I really wanted to dislike this. It was sent to me by the publisher without my requesting it and I’m sure I groaned out loud when I opened the package and saw the subtitle. Social Media? I HATE social media!

Aaargh! OK, I’ll read the damn thing, I thought. Maybe there’s enough fodder here for a scathing review – tear the skin right off the authors and roast them on a spit! That’ll teach that publisher not to send me junk when I don’t want it. I sat myself down on the couch and started reading.

Hmmm. Something’s wrong. Where’s all the crap about getting 4 zillion Facebook followers? Where are the shady tricks, the spammy tactics? What’s WRONG with these people?

I guess I’ll just live in hope. Here, also, is an interview that Julie and I did for The Engaging Brand podcast.

Lastly, last night I sat on a panel on social media and ROI for the International Internet Marketing Association. I typed up a few notes, and then heavily marked them up before and during the panel. I said I’d share them with the audience, but I wanted to annotate them with links first.
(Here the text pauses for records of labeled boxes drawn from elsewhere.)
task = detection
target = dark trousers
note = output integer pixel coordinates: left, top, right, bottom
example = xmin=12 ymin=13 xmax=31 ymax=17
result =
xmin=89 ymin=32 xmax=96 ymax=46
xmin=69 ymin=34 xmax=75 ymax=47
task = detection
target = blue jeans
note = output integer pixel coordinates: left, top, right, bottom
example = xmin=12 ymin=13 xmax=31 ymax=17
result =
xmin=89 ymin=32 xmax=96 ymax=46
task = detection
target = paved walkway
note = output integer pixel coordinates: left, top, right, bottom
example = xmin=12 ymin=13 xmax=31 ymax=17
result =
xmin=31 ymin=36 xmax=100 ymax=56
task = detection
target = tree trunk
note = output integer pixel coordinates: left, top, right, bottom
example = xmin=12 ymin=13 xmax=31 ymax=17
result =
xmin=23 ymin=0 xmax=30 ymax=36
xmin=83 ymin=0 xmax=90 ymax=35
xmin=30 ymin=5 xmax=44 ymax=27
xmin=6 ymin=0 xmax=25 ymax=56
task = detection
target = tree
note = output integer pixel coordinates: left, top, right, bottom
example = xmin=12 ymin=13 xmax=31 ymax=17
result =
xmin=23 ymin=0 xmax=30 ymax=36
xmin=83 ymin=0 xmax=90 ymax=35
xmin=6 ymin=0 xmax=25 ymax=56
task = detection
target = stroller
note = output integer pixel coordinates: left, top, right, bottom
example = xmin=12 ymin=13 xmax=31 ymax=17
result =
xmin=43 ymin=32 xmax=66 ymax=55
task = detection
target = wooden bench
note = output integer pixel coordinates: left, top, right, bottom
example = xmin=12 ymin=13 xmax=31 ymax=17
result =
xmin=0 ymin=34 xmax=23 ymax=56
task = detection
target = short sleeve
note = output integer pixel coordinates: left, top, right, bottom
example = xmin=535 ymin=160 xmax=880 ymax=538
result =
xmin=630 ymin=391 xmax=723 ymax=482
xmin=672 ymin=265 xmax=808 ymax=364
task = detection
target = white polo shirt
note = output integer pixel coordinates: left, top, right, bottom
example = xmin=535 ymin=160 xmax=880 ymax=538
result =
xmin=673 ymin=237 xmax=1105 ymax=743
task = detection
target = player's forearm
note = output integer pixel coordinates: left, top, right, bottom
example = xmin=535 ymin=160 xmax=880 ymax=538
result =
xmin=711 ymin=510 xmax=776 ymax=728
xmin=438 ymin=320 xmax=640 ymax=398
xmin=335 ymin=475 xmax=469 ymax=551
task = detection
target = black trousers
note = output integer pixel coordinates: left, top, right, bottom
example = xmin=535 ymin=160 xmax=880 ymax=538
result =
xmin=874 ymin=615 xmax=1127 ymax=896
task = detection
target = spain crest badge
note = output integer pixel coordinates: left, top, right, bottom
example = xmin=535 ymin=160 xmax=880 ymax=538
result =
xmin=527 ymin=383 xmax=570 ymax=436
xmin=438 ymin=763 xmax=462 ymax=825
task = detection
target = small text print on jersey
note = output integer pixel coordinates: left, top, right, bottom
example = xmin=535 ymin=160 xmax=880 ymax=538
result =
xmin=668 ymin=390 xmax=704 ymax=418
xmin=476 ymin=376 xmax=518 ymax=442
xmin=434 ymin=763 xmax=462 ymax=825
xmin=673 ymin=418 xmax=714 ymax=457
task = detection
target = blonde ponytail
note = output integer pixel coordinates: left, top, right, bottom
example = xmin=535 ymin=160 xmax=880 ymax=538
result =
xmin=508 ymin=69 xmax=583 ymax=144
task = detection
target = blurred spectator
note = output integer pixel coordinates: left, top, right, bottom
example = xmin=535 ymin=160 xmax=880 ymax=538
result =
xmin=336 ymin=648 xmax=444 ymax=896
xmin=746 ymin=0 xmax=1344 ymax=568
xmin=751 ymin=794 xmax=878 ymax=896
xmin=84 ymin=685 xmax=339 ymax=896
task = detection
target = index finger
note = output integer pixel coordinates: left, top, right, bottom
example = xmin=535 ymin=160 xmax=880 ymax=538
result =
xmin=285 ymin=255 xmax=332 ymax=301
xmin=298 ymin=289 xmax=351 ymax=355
I’m using Flickr to do this, but you have to visit the actual pages to see the Flickr Notes I’ve added.

Notes from IIMA Talk on Social Media and ROI - Page One, Top HalfNotes from IIMA Talk on Social Media and ROI - Page One, Bottom Half

More Notes from IIMA Talk - Page Two, Top HalfMore Notes from IIMA Talk - Page Two, Bottom Half

Incidentally, I was looking around for a tool like Flickr Notes that would enable me to add linked notes to a much larger image. Flickr only permits you to work with the 500-pixel wide image, and I could do with something twice that size. No, sorry, I have too much self-respect to make an image map.

UPDATE: Long time blogger and podcaster Joseph Planta did an interview with us about the book.

4 Comments »

Lots of Booby Traps, Pain and Misery

December 8th, 2009, 1 Comment »

I saw this sign on a beat-up white van parked near Home Depot. I often wonder if these signs actually work. The next time I’m interviewing some car thieves, I’ll ask. Click for le grandeness:

Lots of Booby Traps

1 Comment »

Sharing My Location With Strangers is a Bridge Too Far

December 7th, 2009, 8 Comments »

A couple of months back, I wrote about Foursquare. It is, as far as I can tell, the location-based social network with the most legs. It enables you to share your physical location, in real time, with a network of friends you select.

I’m not sure why, but I’ve been diligently ‘checking in’ a couple of times a day. As an aside, besides generating a database of where I spend my time, I’ve realized zero value from Foursquare. That doesn’t mean I won’t see future value–I just haven’t experienced any yet.

When I check in, I declare my location to 77 Foursquare friends (looking at their avatars, that’s a big grid of geeky dudes). Just like Facebook or another social network, you can invite other users to become your friends so that you can share location data.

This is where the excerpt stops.